The good news is bank financing such as a personal loan can help secure a downpayment for your first investment property. But, you should also expect several stringent approval requirements. 

3. Calculate Your Margins

It’s best to calculate your expenses and profits before purchasing a specific investment property. 

Yes, the savviest real estate investors always consider every detail beforehand. It begins with calculating how much you have and what you need to borrow to buy the property. 

After that, you may want to consider the house’s renovation and operating costs. These include: 

  • Homeowners association fees
  • Property Taxes
  • Monthly expenses such as landscaping
  • Staff payment

A rough idea of your operating cost makes it easy to estimate how much to list your property. More importantly, you can determine the profit to expect from your first investment property. 

For example, Wall Street companies that purchase distressed properties often target 5 to 7 percent returns. 

4. Don’t Forget the Unexpected Costs

Operating a rental property often involves dealing with several unexpected expenses. Besides regular maintenance and upkeep, there’s always a potential for an emergency repair.

For example, roof damage could occur during a hurricane, or leaky pipes could ruin the kitchen floor.

So, it’s best to dedicate roughly 20 to 30 percent of your rental income to these unexpected expenses. While you may not hit half of the estimated expense, the calculation will help tailor your expectation. 

5. Consider a Low-Cost First Investment Property

It’s tempting to invest millions of dollars into your first investment property. However, that might not be the best strategy. 

According to real estate investment experts, it’s best to pick rental properties that lie in the lower to mid-range price bracket. 

For instance, you could buy a house that costs between $150,000 to $250,000. That way, you’ll have additional money to spend on repairs and renovation before renting or selling the home. 

Besides, keeping your investment as low as possible could help manage risk. While you may not hit unprecedented profit, you wouldn’t lose too much either. 

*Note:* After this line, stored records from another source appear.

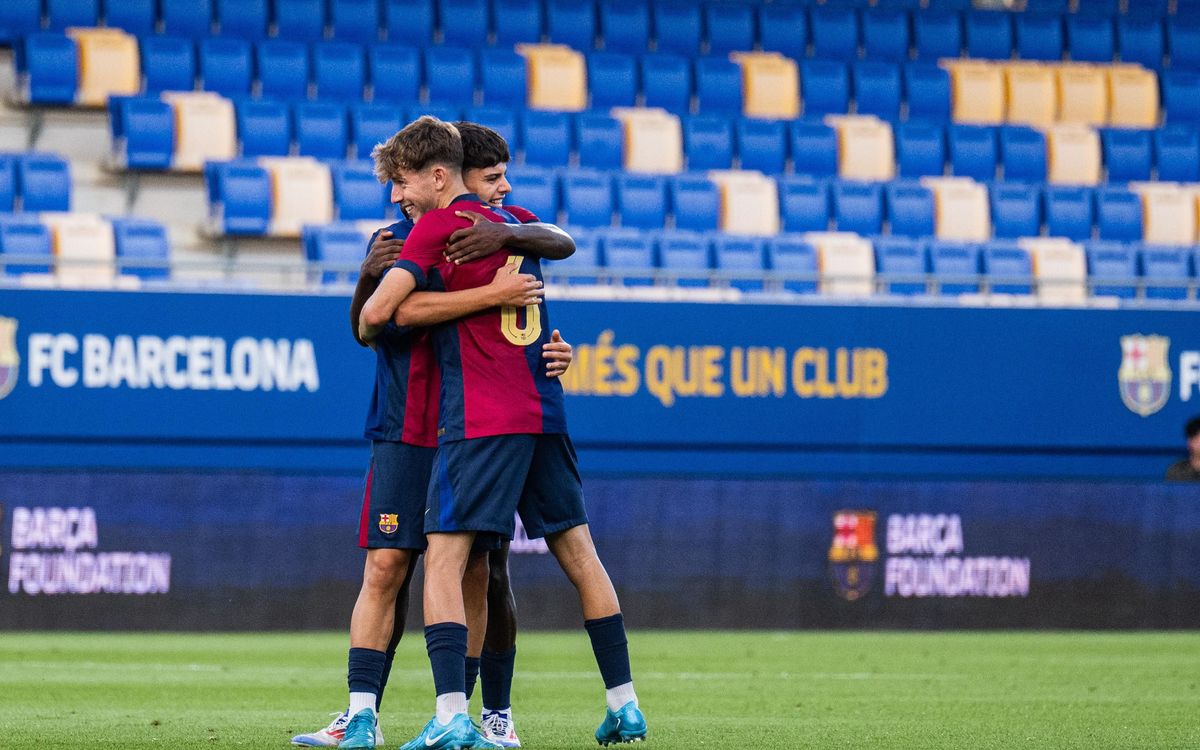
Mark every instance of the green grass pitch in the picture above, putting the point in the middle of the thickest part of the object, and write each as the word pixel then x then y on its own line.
pixel 861 690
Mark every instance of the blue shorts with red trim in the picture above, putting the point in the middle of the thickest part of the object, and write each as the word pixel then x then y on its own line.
pixel 479 483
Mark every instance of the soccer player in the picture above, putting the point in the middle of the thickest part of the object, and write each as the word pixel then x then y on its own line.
pixel 503 442
pixel 402 425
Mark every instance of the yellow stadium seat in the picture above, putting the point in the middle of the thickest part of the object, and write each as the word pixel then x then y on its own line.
pixel 1133 96
pixel 557 76
pixel 1083 94
pixel 1032 95
pixel 749 202
pixel 653 139
pixel 301 193
pixel 1073 155
pixel 205 129
pixel 977 91
pixel 771 85
pixel 108 65
pixel 960 209
pixel 865 148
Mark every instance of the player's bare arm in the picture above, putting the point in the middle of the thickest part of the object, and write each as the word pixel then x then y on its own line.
pixel 484 238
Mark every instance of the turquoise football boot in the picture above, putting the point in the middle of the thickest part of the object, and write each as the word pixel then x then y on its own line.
pixel 622 726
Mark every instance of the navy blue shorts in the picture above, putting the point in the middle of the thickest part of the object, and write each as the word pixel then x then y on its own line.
pixel 480 483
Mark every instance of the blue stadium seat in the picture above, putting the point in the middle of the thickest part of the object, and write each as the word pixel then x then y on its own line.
pixel 877 89
pixel 641 201
pixel 814 149
pixel 677 28
pixel 695 203
pixel 517 21
pixel 666 82
pixel 354 21
pixel 395 73
pixel 904 259
pixel 599 141
pixel 300 19
pixel 408 22
pixel 371 124
pixel 226 66
pixel 886 35
pixel 241 19
pixel 1119 215
pixel 921 149
pixel 1128 154
pixel 1015 210
pixel 858 207
pixel 792 256
pixel 826 88
pixel 1109 262
pixel 142 249
pixel 450 76
pixel 612 79
pixel 168 64
pixel 1039 36
pixel 49 60
pixel 1177 153
pixel 718 85
pixel 1023 150
pixel 264 127
pixel 1140 41
pixel 973 151
pixel 571 23
pixel 708 142
pixel 319 130
pixel 45 183
pixel 955 267
pixel 463 23
pixel 928 89
pixel 729 28
pixel 910 209
pixel 339 71
pixel 989 35
pixel 804 204
pixel 546 137
pixel 282 69
pixel 1069 213
pixel 784 29
pixel 936 35
pixel 762 144
pixel 190 18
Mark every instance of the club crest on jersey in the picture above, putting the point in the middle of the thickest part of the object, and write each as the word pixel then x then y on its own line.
pixel 853 553
pixel 389 523
pixel 10 359
pixel 1145 377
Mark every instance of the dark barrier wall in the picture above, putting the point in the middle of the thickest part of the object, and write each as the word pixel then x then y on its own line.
pixel 252 550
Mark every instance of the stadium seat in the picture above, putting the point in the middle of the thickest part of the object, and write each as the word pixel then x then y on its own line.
pixel 641 201
pixel 1015 210
pixel 1023 150
pixel 142 249
pixel 282 69
pixel 226 66
pixel 886 35
pixel 826 88
pixel 612 79
pixel 1069 213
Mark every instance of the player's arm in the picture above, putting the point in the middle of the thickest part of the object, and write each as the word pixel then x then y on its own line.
pixel 484 238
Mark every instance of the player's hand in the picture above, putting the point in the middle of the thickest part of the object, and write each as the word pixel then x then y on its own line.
pixel 382 256
pixel 515 289
pixel 558 355
pixel 479 240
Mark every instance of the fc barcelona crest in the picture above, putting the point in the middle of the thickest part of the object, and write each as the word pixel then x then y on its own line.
pixel 852 555
pixel 1145 376
pixel 389 523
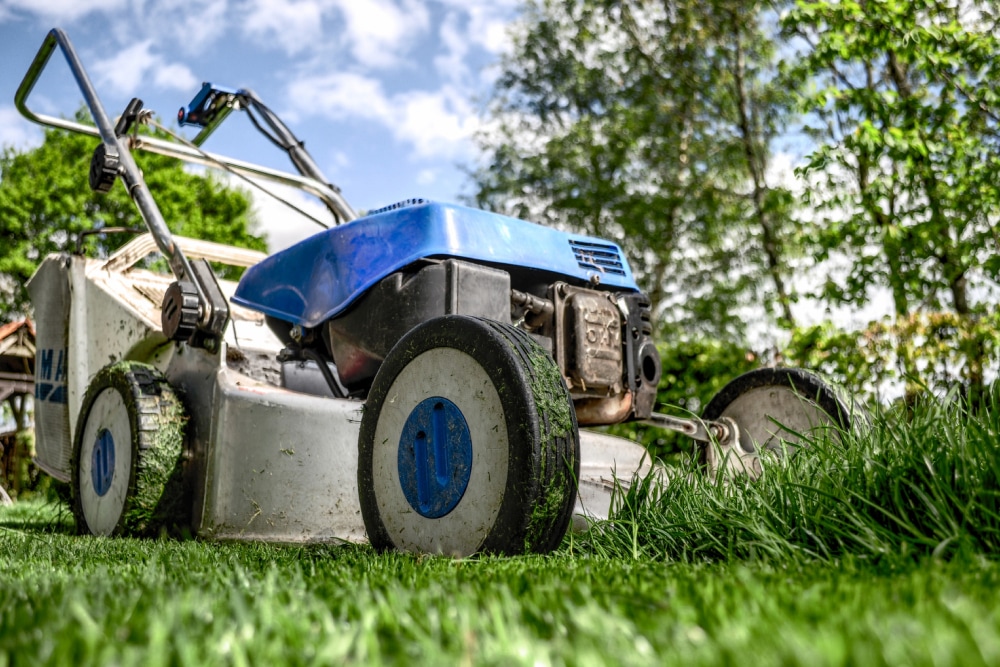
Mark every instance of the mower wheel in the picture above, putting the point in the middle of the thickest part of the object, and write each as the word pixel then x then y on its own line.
pixel 128 454
pixel 469 443
pixel 775 409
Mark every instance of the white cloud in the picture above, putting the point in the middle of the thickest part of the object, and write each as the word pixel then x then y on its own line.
pixel 342 95
pixel 284 226
pixel 426 176
pixel 437 124
pixel 64 11
pixel 452 65
pixel 126 71
pixel 295 26
pixel 187 26
pixel 380 32
pixel 488 21
pixel 16 131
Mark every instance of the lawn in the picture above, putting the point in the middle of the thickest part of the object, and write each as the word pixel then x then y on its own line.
pixel 880 552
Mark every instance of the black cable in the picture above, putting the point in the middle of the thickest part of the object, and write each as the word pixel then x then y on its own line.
pixel 335 386
pixel 277 142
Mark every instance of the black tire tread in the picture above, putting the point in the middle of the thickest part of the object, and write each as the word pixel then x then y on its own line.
pixel 157 498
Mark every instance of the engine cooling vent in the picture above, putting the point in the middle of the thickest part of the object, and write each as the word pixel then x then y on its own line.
pixel 403 204
pixel 600 257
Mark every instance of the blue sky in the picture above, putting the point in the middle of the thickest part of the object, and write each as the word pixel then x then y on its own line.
pixel 385 93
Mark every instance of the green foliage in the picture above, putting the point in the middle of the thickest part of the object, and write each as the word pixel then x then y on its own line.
pixel 46 203
pixel 934 347
pixel 650 127
pixel 903 104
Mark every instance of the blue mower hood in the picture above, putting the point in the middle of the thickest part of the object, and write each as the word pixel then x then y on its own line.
pixel 321 276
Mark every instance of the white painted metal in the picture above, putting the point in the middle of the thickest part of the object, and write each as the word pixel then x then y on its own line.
pixel 607 463
pixel 103 512
pixel 269 464
pixel 462 380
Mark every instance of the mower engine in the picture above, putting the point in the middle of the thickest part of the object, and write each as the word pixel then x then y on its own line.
pixel 348 295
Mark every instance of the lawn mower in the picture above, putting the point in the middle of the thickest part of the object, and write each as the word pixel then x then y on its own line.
pixel 427 376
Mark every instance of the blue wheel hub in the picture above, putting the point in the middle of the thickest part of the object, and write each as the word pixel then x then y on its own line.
pixel 435 457
pixel 102 462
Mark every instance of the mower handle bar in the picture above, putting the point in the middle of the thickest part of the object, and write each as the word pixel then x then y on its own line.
pixel 323 191
pixel 129 172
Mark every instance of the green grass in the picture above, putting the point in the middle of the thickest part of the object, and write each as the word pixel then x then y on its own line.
pixel 878 553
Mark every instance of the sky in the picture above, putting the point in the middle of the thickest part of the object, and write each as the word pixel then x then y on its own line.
pixel 386 94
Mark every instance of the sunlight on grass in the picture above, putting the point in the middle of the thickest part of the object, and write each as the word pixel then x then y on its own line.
pixel 880 551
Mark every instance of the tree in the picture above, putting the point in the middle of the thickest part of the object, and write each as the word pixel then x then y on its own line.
pixel 906 122
pixel 651 124
pixel 46 203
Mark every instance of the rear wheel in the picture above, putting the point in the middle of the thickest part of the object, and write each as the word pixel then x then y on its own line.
pixel 774 409
pixel 128 454
pixel 468 443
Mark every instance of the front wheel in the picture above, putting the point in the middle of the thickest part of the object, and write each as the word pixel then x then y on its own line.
pixel 128 454
pixel 469 443
pixel 773 409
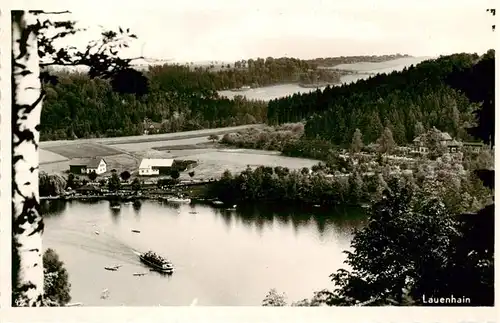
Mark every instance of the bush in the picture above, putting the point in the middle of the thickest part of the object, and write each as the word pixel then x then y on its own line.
pixel 56 280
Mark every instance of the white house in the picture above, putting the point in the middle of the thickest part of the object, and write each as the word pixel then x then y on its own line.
pixel 155 166
pixel 88 165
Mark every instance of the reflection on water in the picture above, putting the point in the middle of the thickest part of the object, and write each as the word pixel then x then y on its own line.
pixel 222 257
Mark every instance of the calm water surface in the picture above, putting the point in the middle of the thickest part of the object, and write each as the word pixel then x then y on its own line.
pixel 222 257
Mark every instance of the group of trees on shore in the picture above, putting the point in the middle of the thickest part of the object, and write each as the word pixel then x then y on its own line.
pixel 414 250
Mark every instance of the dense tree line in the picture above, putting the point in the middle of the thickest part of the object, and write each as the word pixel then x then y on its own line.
pixel 349 185
pixel 179 98
pixel 397 100
pixel 81 107
pixel 266 71
pixel 416 249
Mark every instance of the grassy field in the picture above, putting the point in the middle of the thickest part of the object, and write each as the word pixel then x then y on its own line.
pixel 212 159
pixel 150 138
pixel 80 150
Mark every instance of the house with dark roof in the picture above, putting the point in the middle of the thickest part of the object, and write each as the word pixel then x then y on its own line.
pixel 155 166
pixel 87 165
pixel 419 142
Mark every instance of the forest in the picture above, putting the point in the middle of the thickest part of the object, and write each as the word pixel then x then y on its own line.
pixel 183 98
pixel 398 100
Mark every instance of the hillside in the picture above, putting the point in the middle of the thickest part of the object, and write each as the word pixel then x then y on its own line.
pixel 399 100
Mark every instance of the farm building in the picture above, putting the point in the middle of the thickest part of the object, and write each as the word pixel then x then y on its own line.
pixel 87 166
pixel 473 146
pixel 156 166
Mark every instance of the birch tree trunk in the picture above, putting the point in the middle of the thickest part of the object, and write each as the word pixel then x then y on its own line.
pixel 27 222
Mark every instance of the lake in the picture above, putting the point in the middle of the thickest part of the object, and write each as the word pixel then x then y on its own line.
pixel 222 257
pixel 363 70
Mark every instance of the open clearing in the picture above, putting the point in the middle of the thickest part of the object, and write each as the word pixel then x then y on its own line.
pixel 83 150
pixel 50 157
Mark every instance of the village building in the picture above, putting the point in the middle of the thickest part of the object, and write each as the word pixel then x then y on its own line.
pixel 419 143
pixel 155 166
pixel 87 165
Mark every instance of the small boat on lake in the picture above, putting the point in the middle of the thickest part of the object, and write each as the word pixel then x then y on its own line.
pixel 139 274
pixel 112 268
pixel 157 262
pixel 179 200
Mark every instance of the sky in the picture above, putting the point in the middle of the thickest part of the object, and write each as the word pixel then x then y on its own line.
pixel 226 30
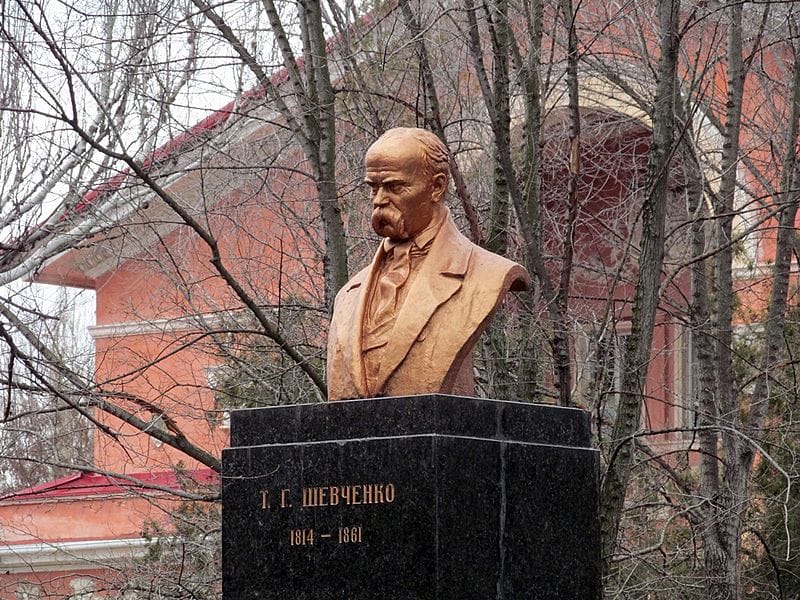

Wrapping Up: Weigh the Risk vs. Reward of Buying Your First Investment Property

Every financial decision comes with risks and rewards, and real estate investment is no different. 

On the one hand, tenants can be a headache to deal with — unless you use a property management company. Also, your rental income might not cover your total mortgage payment. 

On the other hand, real estate is a tangible physical asset whose value is relatively more stable than the stock market. Besides, a rental property can serve as an excellent source of passive income. 

So, it’s best to set realistic expectations. Also, you may want to work with an experienced investor on your first property. 

Alternatively, you could rent out your home for a limited period to test the process.